Dewangga adalah pria yang lembut, dia juga tidak pelit jika soal uang dan harta, kalya selalu bilang begitu padanya. Dia bukan tipe pria yang gampang marah, meski waktunya banyak di habiskan di kantor atau dimanapun dia bekerja dewangga selalu datang setiap kali kalya meminta bantuannya, itsa juga beberapa kali di bantu oleh pria itu. Bahkan bisa dibilang, atas bantuan dewangga lah ia bisa bangkit dari hidupnya.
"Tapi saya gak mungkin menikahi dia tanpa rasa cinta. Mungkin terdengar berlebihan" dewangga mengangkat pandanganya, beralih menatap itsa dengan serius yang terpancar jelas di kedua matanya.
"Saya gak mau menyakiti dia. Dengan menikah dengan dia padahal, saya sangat mencintai orang lain. Dan perempuan itu juga punya cintanya sendiri, saya tau. Dia punya seseorang yang sampai detik ini enggak pernah dia lupakan meskipun dia berusaha" itsa tidak mengerti, ia tidak bisa menjelaskan dengan benar. Bagaimana tatapan dewangga mampu membuat jantungnya berdegup kencang. Bukan karena sebuah perasaan romantis, itsa merasa bahwa dewangga sedang menceritakan dirinya. Ia tidak mau salah sangka, tapi itsa memang merasa begitu.
Ia belum berhasil menang dari masa lalunya.
"Maksud mas dewangga apa sih"? Itsa agak kesal, entah kenapa.

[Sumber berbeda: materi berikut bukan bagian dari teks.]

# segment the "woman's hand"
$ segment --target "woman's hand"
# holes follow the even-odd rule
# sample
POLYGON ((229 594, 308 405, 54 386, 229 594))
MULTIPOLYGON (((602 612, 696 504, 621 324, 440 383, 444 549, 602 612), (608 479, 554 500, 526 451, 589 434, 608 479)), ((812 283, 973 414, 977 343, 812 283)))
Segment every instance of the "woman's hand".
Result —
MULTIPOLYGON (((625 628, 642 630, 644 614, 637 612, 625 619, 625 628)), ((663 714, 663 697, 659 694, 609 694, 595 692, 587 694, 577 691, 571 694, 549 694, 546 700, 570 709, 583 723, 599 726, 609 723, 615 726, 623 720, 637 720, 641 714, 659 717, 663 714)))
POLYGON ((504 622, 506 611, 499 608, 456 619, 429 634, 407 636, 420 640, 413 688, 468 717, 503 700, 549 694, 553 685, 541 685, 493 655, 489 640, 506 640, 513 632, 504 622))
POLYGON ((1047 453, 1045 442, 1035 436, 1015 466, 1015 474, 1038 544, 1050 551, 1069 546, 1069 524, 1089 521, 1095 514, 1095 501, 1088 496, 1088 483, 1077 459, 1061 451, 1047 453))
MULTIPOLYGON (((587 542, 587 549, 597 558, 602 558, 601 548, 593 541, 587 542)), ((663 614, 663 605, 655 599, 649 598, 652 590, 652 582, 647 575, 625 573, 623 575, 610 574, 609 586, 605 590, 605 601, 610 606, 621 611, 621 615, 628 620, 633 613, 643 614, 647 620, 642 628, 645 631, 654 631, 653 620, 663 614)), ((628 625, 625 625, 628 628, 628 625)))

Itsa agaknya merasa sedikit tersinggung.
"Kamu lumayan dekat dengan kedua orang tua saya sejak pindah kesini dan itu karena kalya" benar, itsa tau itu. Ia terbiasa ikut dengan kalya jika ingin mendatangi dewangga dirumahnya, berakhir itsa mengenal cysara dalam beberapa kesempatan. Dia ibu yang lembut tutur katanya, itsa di terima dengan baik disana.
"Kita harus bicara ke mama saya kalau saya gak mungkin menikahi kamu dan kamu gak mungkin menikahi saya" itsa terkejut, sangat amat terkejut. Tidak pernah terlintas bahkan di pikiran paling liarnya sekalipun dimana ia akan menikah dengan dewangga. Usulan macam apa yang cysara cetuskan itu?
"Kamu perempuan yang baik itsa, saya sudah menganggap kamu sebagai adik saya sendiri seperti kalya. Saya gak mau menikah dengan kamu justru karena saya menyayangi kamu. Saya gak mau kita dan orang-orang tertentu tersakiti karena ini" benar, dewangga juga laki-laki yang baik. Namun itu tidak cukup menjadi dasar dan landasan mereka bisa bersama.